About 85% of Canadian workers will experience back pain at some point in their lives. Problems with any bones, disks, muscles, ligaments, and tendons can lead to back pain, making it a very common problem. The good news is, there are various ways of managing back pain – keep reading to understand more of the causes and solutions to those nagging back problems.
Causes of Back Pain
Low back pain can occur in people who have poor posture, are in poor physical shape, or routinely sit or stand for long periods of time. Muscle strain is another cause of a troubled back, either from lifting something that is too heavy or by lifting objects incorrectly. Many pregnant women develop lower back pain due to the extra weight they support during pregnancy.
Other potential causes of back pain include osteoarthritis (a “wear-and-tear” condition), fractured vertebrae (the literal "broken back"), and “slipped” or herniated discs are all serious medical conditions that must be treated by a qualified physician.
Treating your Back Pain
No matter what you suspect to be the cause of your pain, the first step in treating it should be to see your doctor. Usually, most short-term back pain improves over time without medical treatment. A typical course of treatment for back pain, which may be accompanied by muscle spasm, could include the following:
- Bed rest for a day or two, though a long period of bed rest is not recommended
- Local application of either heat or cold, depending on the type of injury,
- A massage of the area, especially for a muscle spasm, and/or
- An OTC anti-inflammatory pain medication such as Advil (which contains ibuprofen) or a prescription anti-inflammatory drug and muscle relaxant.
Avoiding Back Pain
Fortunately, there are some things you can do to help or prevent your back pain. Here are a few tips:
Strong core muscles can help protect your back. Its important to practice proper posture and body mechanics (the way you position your body as you move through your daily activities). For example:
- Bend at your hips and knees instead of your waist.
- Stand with your feet spread about 30 cm (12 in.) apart to create a stable foundation for your body.
- Make sure your neck, back, pelvis, and feet are aligned when you turn or move.
- Avoid body movements that twist or strain your back.

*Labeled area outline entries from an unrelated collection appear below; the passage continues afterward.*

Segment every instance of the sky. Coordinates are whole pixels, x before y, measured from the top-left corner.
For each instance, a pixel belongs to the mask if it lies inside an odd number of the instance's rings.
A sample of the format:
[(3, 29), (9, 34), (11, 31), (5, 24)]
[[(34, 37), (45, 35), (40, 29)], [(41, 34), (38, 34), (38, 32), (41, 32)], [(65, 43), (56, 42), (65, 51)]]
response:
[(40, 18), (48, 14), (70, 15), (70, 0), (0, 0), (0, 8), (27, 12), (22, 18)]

- Exercise, but make sure you do it properly. Regular low-impact aerobic activities will increase strength and endurance and help your muscles function better. Abdominal and back exercises will strengthen your core muscles so they can better support and protect your back.
- Maintain a healthy weight to avoid putting extra strain on your back muscles.
- If you have to lift a heavy object, keep your back straight, bend only at the knees, and hold the object close to your body.